なお、冒険者はだいたいこの墓地に埋葬されるので、俺も死んだらここに放り込まれる。明日は我が身だね。まぁ、俺の場合死んだら灰になるから遺体は残らないんだけど。
で、そんな共同墓地についたわけなのだが……ここで一つ疑問が湧く。
「俺、物理攻撃しかできないけど役に立つのかね……?」
いや、氷血術とか魔法も使えるけど、ぶっちゃけあれって氷を作って操作するまでが魔法で、あとのダメージを与える過程は物理現象だ。
ようは氷がぶつかるからダメージが入る。うん、物理攻撃だね。
水も風も似たようなものだ。水がぶつかる、物理。風圧で吹き飛ばしたり真空の刃で斬る、物理。
ゾンビなら死体を破壊すればとりあえず行動不能にできるが、実体を持たないゴーストの場合本当に攻撃手段がない。

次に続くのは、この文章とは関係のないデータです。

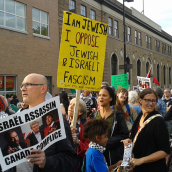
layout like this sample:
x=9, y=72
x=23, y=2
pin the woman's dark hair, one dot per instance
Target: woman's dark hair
x=64, y=100
x=14, y=97
x=111, y=94
x=159, y=92
x=95, y=127
x=118, y=104
x=148, y=91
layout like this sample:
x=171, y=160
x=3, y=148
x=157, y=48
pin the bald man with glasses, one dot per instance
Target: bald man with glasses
x=61, y=156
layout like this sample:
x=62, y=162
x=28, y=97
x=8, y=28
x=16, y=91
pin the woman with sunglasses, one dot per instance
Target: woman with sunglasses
x=150, y=136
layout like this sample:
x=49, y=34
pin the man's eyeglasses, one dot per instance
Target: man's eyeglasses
x=26, y=85
x=150, y=101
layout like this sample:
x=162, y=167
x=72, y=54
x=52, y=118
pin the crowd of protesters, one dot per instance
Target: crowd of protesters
x=107, y=120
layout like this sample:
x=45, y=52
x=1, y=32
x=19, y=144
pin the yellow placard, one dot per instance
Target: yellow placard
x=82, y=53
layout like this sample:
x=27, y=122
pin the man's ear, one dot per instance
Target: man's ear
x=140, y=101
x=97, y=138
x=43, y=89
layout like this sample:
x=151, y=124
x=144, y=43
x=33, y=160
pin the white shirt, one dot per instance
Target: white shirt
x=38, y=136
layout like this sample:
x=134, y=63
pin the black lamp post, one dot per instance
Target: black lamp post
x=125, y=61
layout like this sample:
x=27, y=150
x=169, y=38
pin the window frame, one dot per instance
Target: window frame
x=164, y=74
x=70, y=5
x=156, y=48
x=36, y=34
x=139, y=67
x=92, y=15
x=170, y=75
x=158, y=72
x=15, y=17
x=110, y=26
x=5, y=91
x=140, y=39
x=136, y=37
x=150, y=43
x=116, y=33
x=147, y=42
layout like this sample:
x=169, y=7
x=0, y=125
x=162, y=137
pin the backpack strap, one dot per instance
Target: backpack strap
x=114, y=122
x=144, y=124
x=128, y=109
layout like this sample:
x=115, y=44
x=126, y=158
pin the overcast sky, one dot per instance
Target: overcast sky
x=160, y=11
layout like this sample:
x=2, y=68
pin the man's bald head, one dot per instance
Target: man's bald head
x=35, y=93
x=38, y=77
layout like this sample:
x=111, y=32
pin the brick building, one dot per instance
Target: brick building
x=30, y=32
x=146, y=43
x=29, y=43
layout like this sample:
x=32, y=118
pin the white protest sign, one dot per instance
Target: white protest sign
x=127, y=155
x=14, y=132
x=143, y=83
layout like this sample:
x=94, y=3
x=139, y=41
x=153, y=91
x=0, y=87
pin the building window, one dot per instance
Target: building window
x=138, y=67
x=127, y=59
x=158, y=72
x=92, y=14
x=169, y=75
x=150, y=43
x=169, y=51
x=40, y=22
x=72, y=6
x=164, y=74
x=129, y=34
x=158, y=47
x=136, y=37
x=49, y=82
x=114, y=64
x=147, y=43
x=110, y=26
x=140, y=39
x=125, y=32
x=147, y=68
x=116, y=28
x=13, y=14
x=8, y=85
x=83, y=11
x=163, y=49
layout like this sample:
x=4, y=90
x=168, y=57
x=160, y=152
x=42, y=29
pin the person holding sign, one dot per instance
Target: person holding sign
x=51, y=124
x=77, y=133
x=150, y=136
x=90, y=102
x=127, y=110
x=117, y=129
x=37, y=134
x=60, y=156
x=13, y=143
x=97, y=131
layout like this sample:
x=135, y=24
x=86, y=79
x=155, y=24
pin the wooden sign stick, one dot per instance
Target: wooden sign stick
x=75, y=115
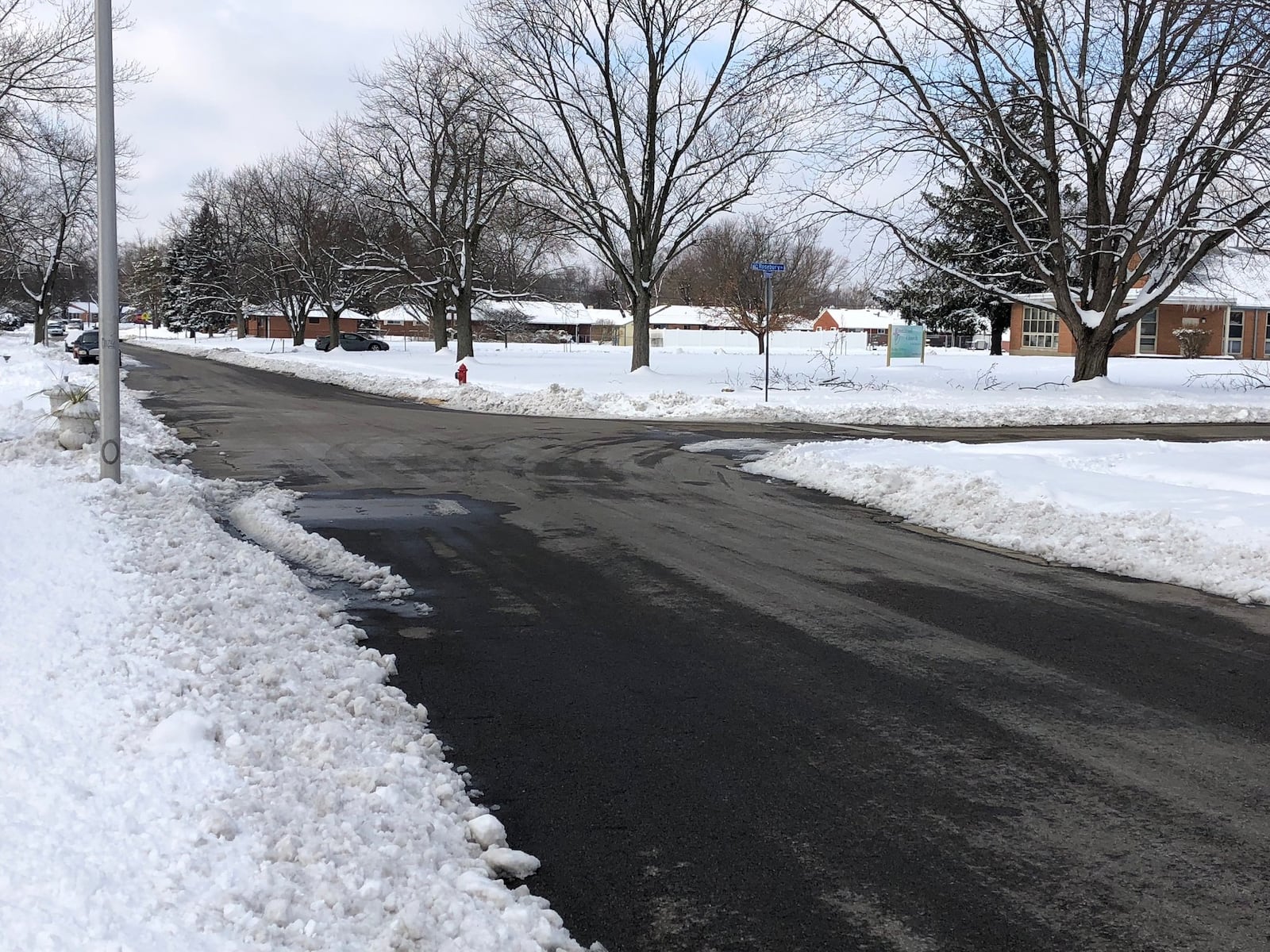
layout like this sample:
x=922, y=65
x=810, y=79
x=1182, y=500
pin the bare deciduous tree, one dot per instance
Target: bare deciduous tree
x=643, y=120
x=50, y=211
x=717, y=273
x=442, y=163
x=1153, y=113
x=315, y=232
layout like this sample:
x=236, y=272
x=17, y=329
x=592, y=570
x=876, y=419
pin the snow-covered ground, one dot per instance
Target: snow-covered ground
x=196, y=753
x=1194, y=514
x=952, y=387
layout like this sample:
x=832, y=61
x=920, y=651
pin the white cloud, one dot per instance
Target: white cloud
x=234, y=80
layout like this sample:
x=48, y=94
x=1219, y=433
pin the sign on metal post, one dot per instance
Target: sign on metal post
x=906, y=340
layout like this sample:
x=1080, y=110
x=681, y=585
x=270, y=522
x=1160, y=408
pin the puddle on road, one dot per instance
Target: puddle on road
x=400, y=509
x=746, y=450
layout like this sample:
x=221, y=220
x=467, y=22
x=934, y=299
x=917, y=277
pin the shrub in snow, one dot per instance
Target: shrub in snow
x=1193, y=340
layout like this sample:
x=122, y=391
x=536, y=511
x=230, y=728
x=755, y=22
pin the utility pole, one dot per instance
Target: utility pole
x=107, y=247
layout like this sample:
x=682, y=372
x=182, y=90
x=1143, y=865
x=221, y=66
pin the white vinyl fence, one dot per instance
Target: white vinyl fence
x=742, y=342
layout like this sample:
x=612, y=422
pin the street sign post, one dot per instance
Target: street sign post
x=768, y=270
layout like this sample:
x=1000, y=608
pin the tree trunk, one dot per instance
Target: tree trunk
x=333, y=327
x=997, y=324
x=438, y=310
x=1092, y=351
x=641, y=309
x=464, y=323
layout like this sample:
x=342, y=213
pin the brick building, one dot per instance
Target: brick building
x=1231, y=301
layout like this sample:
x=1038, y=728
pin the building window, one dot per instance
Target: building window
x=1041, y=329
x=1147, y=330
x=1235, y=334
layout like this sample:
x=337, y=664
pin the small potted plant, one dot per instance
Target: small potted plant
x=76, y=414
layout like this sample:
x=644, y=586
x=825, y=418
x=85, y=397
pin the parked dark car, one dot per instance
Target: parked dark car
x=88, y=347
x=352, y=342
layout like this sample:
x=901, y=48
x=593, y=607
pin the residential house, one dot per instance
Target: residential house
x=872, y=321
x=272, y=323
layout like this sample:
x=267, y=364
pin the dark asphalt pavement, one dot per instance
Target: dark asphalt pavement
x=729, y=714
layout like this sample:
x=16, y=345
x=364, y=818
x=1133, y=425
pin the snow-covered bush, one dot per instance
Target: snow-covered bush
x=1193, y=340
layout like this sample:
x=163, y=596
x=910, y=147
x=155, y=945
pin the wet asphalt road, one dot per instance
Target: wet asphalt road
x=729, y=714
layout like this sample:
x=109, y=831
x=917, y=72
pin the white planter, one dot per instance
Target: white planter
x=76, y=423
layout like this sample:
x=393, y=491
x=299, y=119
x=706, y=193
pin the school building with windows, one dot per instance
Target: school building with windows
x=1231, y=302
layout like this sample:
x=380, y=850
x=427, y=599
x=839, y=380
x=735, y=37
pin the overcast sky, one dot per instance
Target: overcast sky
x=233, y=80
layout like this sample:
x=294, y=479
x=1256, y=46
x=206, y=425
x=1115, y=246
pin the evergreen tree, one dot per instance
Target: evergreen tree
x=969, y=236
x=210, y=308
x=175, y=304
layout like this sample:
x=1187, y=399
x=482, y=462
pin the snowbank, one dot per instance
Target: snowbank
x=952, y=389
x=197, y=754
x=1193, y=514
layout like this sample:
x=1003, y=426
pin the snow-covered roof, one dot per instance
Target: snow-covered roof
x=1233, y=277
x=863, y=317
x=535, y=311
x=399, y=315
x=275, y=311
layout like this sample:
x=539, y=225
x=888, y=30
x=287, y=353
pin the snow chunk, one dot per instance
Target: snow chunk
x=511, y=862
x=487, y=831
x=262, y=517
x=182, y=731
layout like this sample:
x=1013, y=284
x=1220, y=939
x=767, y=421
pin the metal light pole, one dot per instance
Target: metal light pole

「ああ、それなら大丈夫っすよ。サクヤさんの剣、魔力増幅効果がありましたよね?」
「え、あー、あったなそんな機能」
使ってないからすっかり忘れて……いや、無意識に使ってたのかも。この剣持ってから魔法の威力が若干上がってる気がする。
「だったらその機能で魔力を増幅させて、魔力のまま剣に纏わせればゴースト相手でも斬れますよ」
「なるほど、魔力で斬るわけか」
それならまぁ、俺でも戦えるか。精々魔力消費が大きくなるくらいで。
……ていうか、その魔力の刃を飛ばせたら夢の飛ぶ斬撃ができるのでは……なんか想像した感じできそうだし、これはリアル月○天衝ができるかも。
「大丈夫ですよ。サクヤ様はそのままで構いません」
墓地についたとき、ミエルさんはそんな事を言いだした。
「いや、俺の腕がみたいなら戦わないと…………あん?」
……アンデッド、いないぞ? ゾンビもゴーストも、全くいない。
……これは、まさか。
「ええ、戦わなくていいんです。……あなたは退治されるだけでいい。この私、ヴァンパイアハンターのミエル様にね!!」
そう言って、ミエルが俺に向かって斬りかかってきた。